Japans Notenbankchef Haruhiko Kuroda
Foto: World Economic Forum
CC BY-SA 2.0
Nun hat heute Nacht Kuroda erstmals eingestanden, dass die Politik der Bank of Japan doch auch negative Folgewirkungen habe – vor allem für den japanischen Bankensektor. Ja, so Kuroda, es stimme schon, dass Negativzinsen das Vertrauen in das Bankensystem Japans erschüttern könnten. Aber das müsse man eben in Kauf nehmen, wenn es um das große Bild gehe, um die großen Probleme der japanischen Wirtschaft:
„There may be a situation where drastic measures are warranted even though they could entail costs.“
Es gebe nun einmal keinen „free lunch“:
„There is no free lunch for any policy. That said, we should not hesitate to go ahead with (additional easing) as long as it is necessary for Japan’s economy as a whole.“
Aber es gebe auch noch jede Menge neue Ideen, so Kuroda, die man ins Auge fassen könne:
„Even within the current framework, there is ample room for further monetary easing (..) and other new ideas should not be off the table.“
Man werde zunächst einmal die schon eingeführten Maßnahmen überprüfen – aber das werde nicht dazu führen, dass man die Geldpolitik wieder rigider gestalte.
Blicken wir einmal auf die bereits getroffenen Maßnahmen der Notenbank – und deren ausbleibenden Effekt:
– Inflation rückläufig, mit -0,5% negativ zum Vorjahresmonat
– die Bank of Japan wird in 2017 bei mehr als einem Fünftel aller im Nikkei notierten Unternehmen größter Aktionär sein (und dazu kommt dann noch der staatliche Pensionsfond GPIF, der sich ebenfalls zu einer Krake am Aktienmarkt entwickelt)

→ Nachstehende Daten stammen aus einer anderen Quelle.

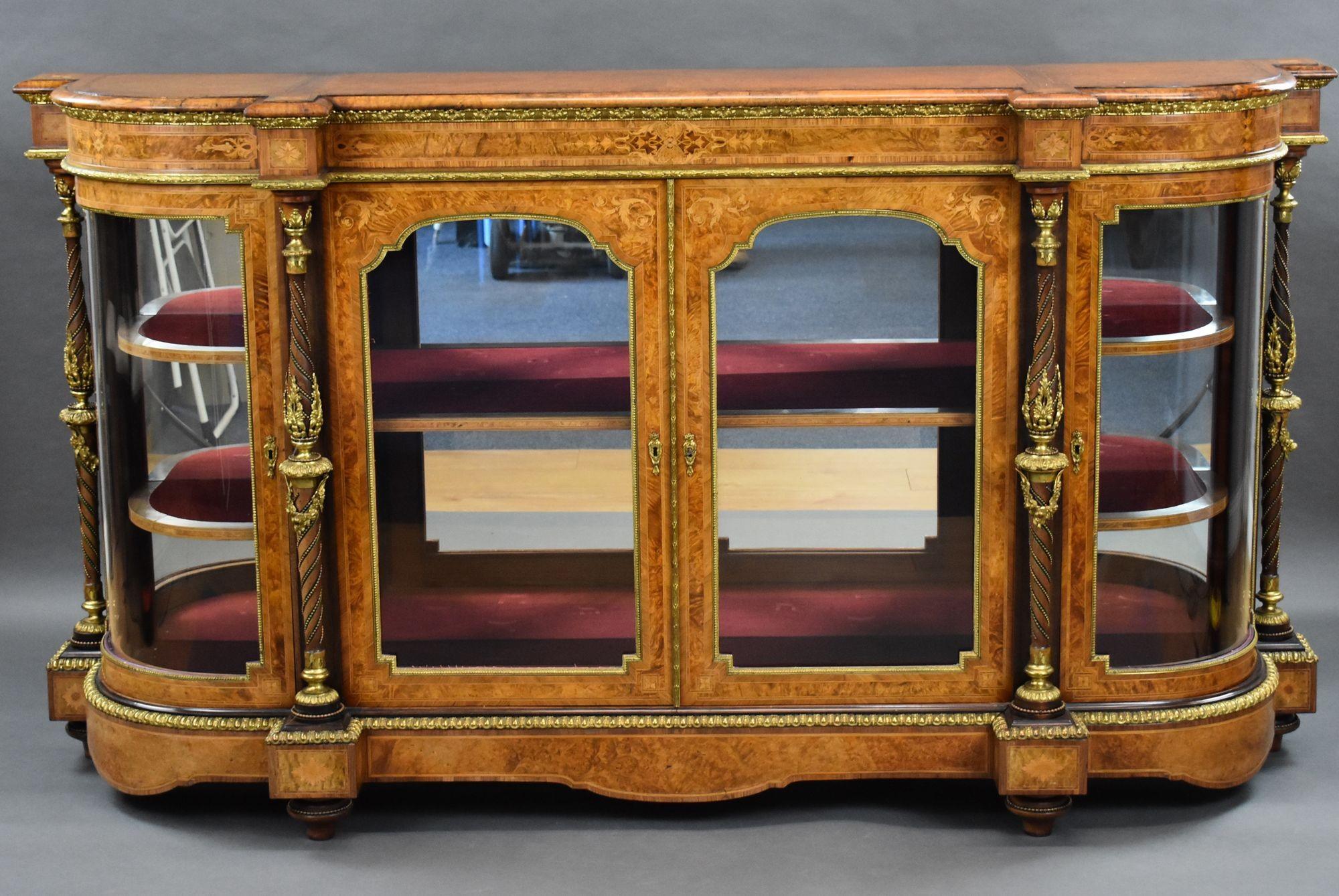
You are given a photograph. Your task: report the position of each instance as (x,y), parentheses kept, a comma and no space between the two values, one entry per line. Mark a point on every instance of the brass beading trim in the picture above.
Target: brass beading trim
(1034,732)
(488,175)
(161,719)
(1305,656)
(60,662)
(666,721)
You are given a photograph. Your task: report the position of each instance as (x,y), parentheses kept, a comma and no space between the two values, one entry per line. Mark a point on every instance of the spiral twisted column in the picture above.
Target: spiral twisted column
(1277,403)
(306,471)
(82,418)
(1041,464)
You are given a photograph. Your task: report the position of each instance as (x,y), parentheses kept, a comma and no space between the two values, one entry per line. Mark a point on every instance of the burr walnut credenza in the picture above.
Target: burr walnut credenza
(681,435)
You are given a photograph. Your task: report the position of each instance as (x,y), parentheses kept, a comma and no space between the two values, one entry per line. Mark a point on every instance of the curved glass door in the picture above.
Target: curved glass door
(1182,308)
(180,566)
(503,414)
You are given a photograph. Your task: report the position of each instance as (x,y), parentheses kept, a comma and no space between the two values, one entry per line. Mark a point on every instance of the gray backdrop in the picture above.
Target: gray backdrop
(61,827)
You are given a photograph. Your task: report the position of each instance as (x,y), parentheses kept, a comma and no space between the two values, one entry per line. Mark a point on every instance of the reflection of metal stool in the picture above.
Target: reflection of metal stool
(171,238)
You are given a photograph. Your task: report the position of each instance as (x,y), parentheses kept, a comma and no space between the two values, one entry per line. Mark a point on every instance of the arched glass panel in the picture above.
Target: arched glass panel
(504,474)
(846,392)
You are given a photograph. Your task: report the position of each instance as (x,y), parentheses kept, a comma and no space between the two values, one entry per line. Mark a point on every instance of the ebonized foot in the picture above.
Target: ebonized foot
(1038,814)
(319,815)
(1285,724)
(80,731)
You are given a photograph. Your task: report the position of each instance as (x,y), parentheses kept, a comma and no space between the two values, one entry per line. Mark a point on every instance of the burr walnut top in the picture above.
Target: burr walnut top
(1037,87)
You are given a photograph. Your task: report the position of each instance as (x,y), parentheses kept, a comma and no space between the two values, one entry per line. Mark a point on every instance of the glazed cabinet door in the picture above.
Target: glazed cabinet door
(844,351)
(499,360)
(195,579)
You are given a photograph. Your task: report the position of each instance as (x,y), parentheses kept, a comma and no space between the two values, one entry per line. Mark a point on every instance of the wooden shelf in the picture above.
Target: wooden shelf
(729,420)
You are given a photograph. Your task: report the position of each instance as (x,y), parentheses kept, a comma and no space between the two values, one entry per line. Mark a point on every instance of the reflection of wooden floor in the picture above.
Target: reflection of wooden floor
(752,479)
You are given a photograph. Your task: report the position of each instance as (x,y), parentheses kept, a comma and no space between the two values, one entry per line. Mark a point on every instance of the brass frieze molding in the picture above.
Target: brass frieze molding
(1259,695)
(60,662)
(1170,107)
(1000,169)
(661,112)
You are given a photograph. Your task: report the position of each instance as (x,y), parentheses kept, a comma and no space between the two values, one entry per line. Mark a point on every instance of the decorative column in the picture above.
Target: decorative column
(306,471)
(1277,403)
(318,713)
(1041,464)
(66,669)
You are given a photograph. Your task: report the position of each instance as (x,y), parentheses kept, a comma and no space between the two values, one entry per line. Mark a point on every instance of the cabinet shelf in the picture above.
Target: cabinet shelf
(203,494)
(759,384)
(196,327)
(1160,317)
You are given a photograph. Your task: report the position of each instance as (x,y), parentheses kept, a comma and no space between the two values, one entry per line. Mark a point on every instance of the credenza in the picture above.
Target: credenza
(681,435)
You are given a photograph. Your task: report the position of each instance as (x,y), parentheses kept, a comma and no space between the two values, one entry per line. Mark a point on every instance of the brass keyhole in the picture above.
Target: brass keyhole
(271,452)
(654,450)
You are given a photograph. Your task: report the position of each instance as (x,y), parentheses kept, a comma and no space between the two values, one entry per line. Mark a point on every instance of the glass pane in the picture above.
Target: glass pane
(846,376)
(1182,302)
(503,404)
(180,570)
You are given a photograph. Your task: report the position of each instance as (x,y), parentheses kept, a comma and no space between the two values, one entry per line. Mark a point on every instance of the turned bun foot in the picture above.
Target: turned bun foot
(80,731)
(319,816)
(1038,814)
(1285,724)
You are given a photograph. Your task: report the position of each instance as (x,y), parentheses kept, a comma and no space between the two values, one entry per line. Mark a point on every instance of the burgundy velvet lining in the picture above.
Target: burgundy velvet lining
(1144,474)
(210,317)
(223,617)
(211,486)
(594,379)
(1129,609)
(1148,308)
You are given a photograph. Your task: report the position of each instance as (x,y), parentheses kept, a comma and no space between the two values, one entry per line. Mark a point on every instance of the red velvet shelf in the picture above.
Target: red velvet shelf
(1152,317)
(594,379)
(203,494)
(200,325)
(760,626)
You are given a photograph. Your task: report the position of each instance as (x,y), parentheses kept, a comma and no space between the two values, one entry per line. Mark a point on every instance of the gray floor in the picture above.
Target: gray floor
(64,828)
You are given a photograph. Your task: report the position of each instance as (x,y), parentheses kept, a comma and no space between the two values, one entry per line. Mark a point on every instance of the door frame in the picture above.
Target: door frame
(368,221)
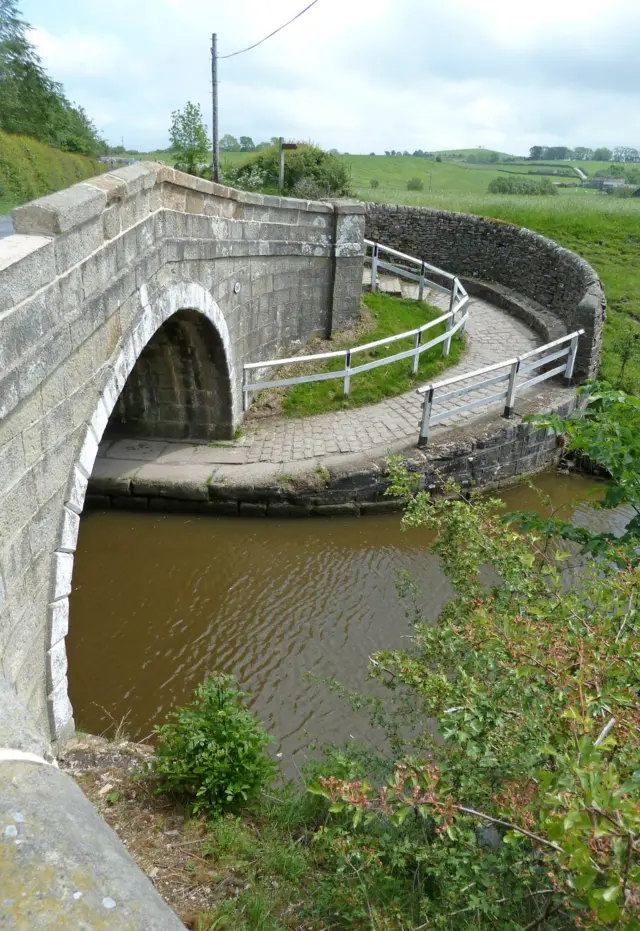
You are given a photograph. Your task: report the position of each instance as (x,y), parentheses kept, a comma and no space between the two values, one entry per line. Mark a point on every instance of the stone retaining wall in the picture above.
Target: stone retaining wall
(489,454)
(552,279)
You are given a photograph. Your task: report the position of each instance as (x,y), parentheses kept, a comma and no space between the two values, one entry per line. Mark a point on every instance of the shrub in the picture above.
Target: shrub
(213,749)
(415,184)
(308,164)
(526,186)
(307,189)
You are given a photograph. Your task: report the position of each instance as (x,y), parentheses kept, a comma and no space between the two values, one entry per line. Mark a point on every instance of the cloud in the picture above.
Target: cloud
(361,75)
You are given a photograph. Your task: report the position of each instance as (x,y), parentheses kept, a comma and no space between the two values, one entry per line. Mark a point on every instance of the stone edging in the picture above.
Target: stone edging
(489,454)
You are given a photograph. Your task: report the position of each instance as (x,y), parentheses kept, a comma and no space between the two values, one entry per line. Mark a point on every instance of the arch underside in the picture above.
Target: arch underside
(172,375)
(179,387)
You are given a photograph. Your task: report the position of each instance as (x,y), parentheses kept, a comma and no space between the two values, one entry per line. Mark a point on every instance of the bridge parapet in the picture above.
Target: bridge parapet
(133,299)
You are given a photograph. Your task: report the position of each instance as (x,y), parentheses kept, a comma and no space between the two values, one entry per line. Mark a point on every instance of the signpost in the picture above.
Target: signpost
(282,146)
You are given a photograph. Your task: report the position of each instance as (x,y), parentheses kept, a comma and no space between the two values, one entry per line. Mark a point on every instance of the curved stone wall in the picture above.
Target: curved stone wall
(551,278)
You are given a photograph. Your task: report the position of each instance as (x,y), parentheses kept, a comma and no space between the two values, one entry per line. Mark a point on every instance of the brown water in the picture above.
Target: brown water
(160,600)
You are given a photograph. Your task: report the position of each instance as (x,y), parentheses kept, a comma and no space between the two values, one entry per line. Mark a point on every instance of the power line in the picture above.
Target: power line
(275,31)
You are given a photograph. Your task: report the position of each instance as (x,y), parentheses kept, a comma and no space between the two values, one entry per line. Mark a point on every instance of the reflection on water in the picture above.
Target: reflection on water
(159,600)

– Wachstum gleich Null, das BIP schrumpft zum Vorjahreszeitraum
– die Industrieproduktion rückläufig
– Exporte und Importe rückläufig
Eine echte Erfolgsstory!
Und für welchen Preis? Derzeit beträgt die Bilanzsumme der Bank of Japan schlappe 88% des japanischen BIP – bei der EZB dagegen „nur“ 32%, bei der Fed 24%:
#ECB balance sheet has crossed the 32% of GDP mark. Draghi makes Fed look like amateurs. pic.twitter.com/TcpfoKeAGH
— Holger Zschaepitz (@Schuldensuehner) August 30, 2016
Dazu kommt: seit Einführung der Negativzinsen hat der Yen (überraschenderweise) aufgewertet, was vor allem dem Finanzsektor große Schwierigkeiten bereitet (so verlor etwa der staatliche Pensionsfond GPIF daher gut fünf Milliarden Dollar im zweiten Quartal).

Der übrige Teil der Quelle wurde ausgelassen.